Elle voulait comprendre.
Pourquoi les étoiles semblaient-elles réagir à sa présence ?
Pourquoi ses rêves se transformaient-ils parfois en visions qui se réalisaient ensuite ? Pourquoi sa magie transformait ses bras en tentacules visqueux chaque fois que ses bras étaient trop courts pour toucher les siens et les soigner ?
Et surtout… pourquoi avait-elle parfois l’impression que “quelque chose” observait le ciel à travers elle ?
Incapable de trouver des réponses dans les limites rassurantes de son peuple, elle prit une décision qui brisa les traditions : elle s’exila.
Sans cérémonie, sans adieux publics, elle quitta son clan et les observatoires de son enfance. Elle suivit les routes du monde, en quête de lieux où le voile entre les réalités semblait plus fin, là où les réponses pouvaient exister — ou du moins, où les questions pouvaient changer.
Son voyage fut long, chaotique, souvent solitaire. Elle échangea ses connaissances contre des repas, sa magie contre la protection de caravanes, ses visions contre des fragments d’informations volés à des érudits, des charlatans et des prophètes de passage.
Et finalement, ses pas la menèrent jusqu’à Absalom, la Cité au Centre du Monde.
Immense, bruyante, infinie dans sa diversité, Absalom n’avait rien des sanctuaires silencieux de son enfance. Mais justement, c’était cela qui la rendait précieuse : ici, tout existait. Les dieux, les démons, les secrets, les menteurs, les savants… et peut-être, quelque part dans cette foule sans fin, les réponses qu’elle cherchait.
Cependant, la réalité s’imposa vite : elle était étrangère, sans ressources, sans contacts, et ses connaissances célestes ne suffisaient pas à payer un toit.
À court d’argent et d’options, Astrandielle fit un choix pragmatique : elle s’engagea dans une guilde de mercenaires.
Ce n’était pas un abandon de sa quête, mais une nouvelle voie. Car les contrats la mèneraient partout où Absalom tendait ses fils : ruines oubliées, cultes étranges, artefacts interdits, explorations dangereuses. Et chaque mission pouvait devenir une opportunité — de rencontrer des esprits singuliers, de croiser des érudits cachés, ou de découvrir des fragments d’un savoir lié à ses pouvoirs.
Elle ne cherchait pas la gloire.
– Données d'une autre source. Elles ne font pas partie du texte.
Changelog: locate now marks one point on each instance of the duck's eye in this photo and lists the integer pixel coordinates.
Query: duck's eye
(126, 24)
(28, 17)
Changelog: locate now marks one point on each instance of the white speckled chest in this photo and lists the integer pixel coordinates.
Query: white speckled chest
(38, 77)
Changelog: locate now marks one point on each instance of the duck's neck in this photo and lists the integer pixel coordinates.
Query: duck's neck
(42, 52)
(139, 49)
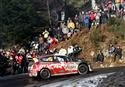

Ni même la fortune. Seulement des réponses.
Et dans les nuits d’Absalom, lorsqu’elle lève les yeux vers un ciel masqué par les tours et les lumières de la ville, une certitude silencieuse l’accompagne : si quelque chose, là-haut, l’a remarquée autrefois… alors tôt ou tard, elle remarquera à son tour ce qui l’a touchée.